Aku tidak akan menanyakan kabarmu karena aku tahu
kamu bisa menjaga dirimu dengan baik, seperti kamu menjaga Nada kecil a.k.a aku
dulu. Lalu, apa kamu masih suka bermain futsal? Atau memetik senar-senar
gitarmu? Ah, rasanya aku ingin bertemu denganmu segera dan menanyakan ratusan
pertanyaan yang kutahan selama ini. Mulai dari sekolah di mana sampai alasan
mengapa kamu tidak pamit pada Nada yang waktu itu baru duduk di bangku kelas 2
SD. Oh ya, aku mau minta maaf karena memiliki hobi stalking timeline twitter-mu. Mengetahui kamu beranjak remaja,
menyukai futsal dan bermain gitar cukup membuatku tersenyum.
***
“Lo kenal kan sama dia? Kenapa lo enggak follow aja? Udah kayak stranger tahu gak sih, lo?” sahut Andra sambil
memukul pelan punggungku ketika aku tengah sibuk men-stalking twitter-nya.
“Gue kenal dia, tapi, who knows? Siapa tahu dia udah lupa sama gue? Mungkin, gue itu cuma
masa lalu bagi dia, Ndra.”
“Lo bilang gitu karena lo enggak pernah tahu langsung
dari dia kan? Who knows? Dia masih
inget lo, Ren. Lo gimana sih?”
“Gue rasa enggak. Gue pergi waktu kita sama-sama
kelas 2 sd. Lo bayangin aja, DUA SD!” seruku setelah akhirnya kembali menatap
layar laptop yang masih membuka akun twitter-nya.
“Lo gila. Lo orang pertama yang cerita sama gue kalo
lo ketemu sama first love lo waktu
kelas 1 SD. Sumpah itu enggak lucu. Dan yang gue heran, kenapa bisa sampe
sekarang? Lo bahkan enggak pernah ketemu dia lagi, lo enggak tahu kayak apa
sifat dia sekarang. Dia udah punya pacar atau belum? Atau apa dia udah maafin
lo karena lo ninggalin dia tanpa pamit waktu kelas 2 SD. Stres lo, Rendy!
Sumpah, lo stres.” sembur Andra. Aku hanya menghela napas panjang dan kembali
memfokuskan pandanganku pada layar laptop.
“Jangan ingetin gue tentang acara enggak pamit itu.”
tanggapku.
“Nad, apa
kabar?”
***
Bangunan ini cukup besar untuk setidaknya menampung
300 orang lebih.
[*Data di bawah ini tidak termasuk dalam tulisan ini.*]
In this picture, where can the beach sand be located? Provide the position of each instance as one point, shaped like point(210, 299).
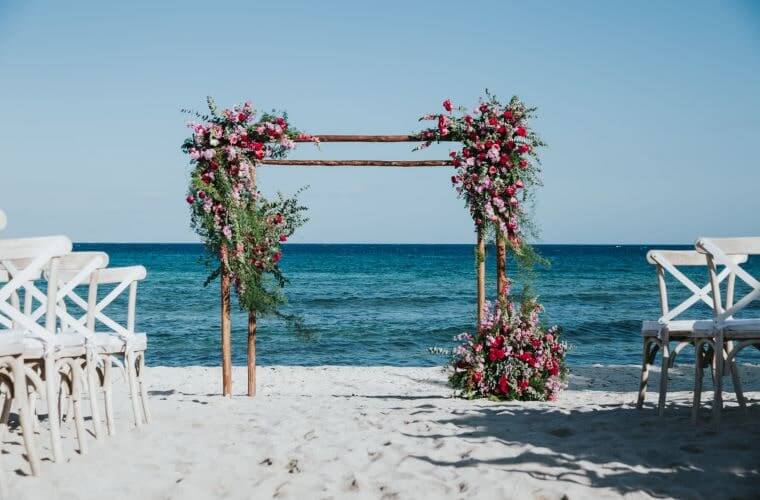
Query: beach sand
point(382, 432)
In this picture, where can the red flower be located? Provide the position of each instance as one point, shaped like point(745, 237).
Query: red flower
point(504, 384)
point(496, 354)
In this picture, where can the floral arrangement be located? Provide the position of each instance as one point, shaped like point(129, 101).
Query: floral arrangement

Aku menghela napas panjang, bahkan sangat panjang. Hari ini
aku ujian masuk SMA dan baru saja selesai berkutat dengan soal pelajaran
pertama yang super duper susah.
“Susah.” ucapku sebelum mama dan papa menanyakan
padaku bagaimana soalnya. Aku tidak berbohong, soal itu memang sangat susah dan
sekarang aku sedang berusaha melupakan semua soal-soal itu dari pikiranku
ketika tiba-tiba aku melihat wajah yang sepertinya pernah kulihat.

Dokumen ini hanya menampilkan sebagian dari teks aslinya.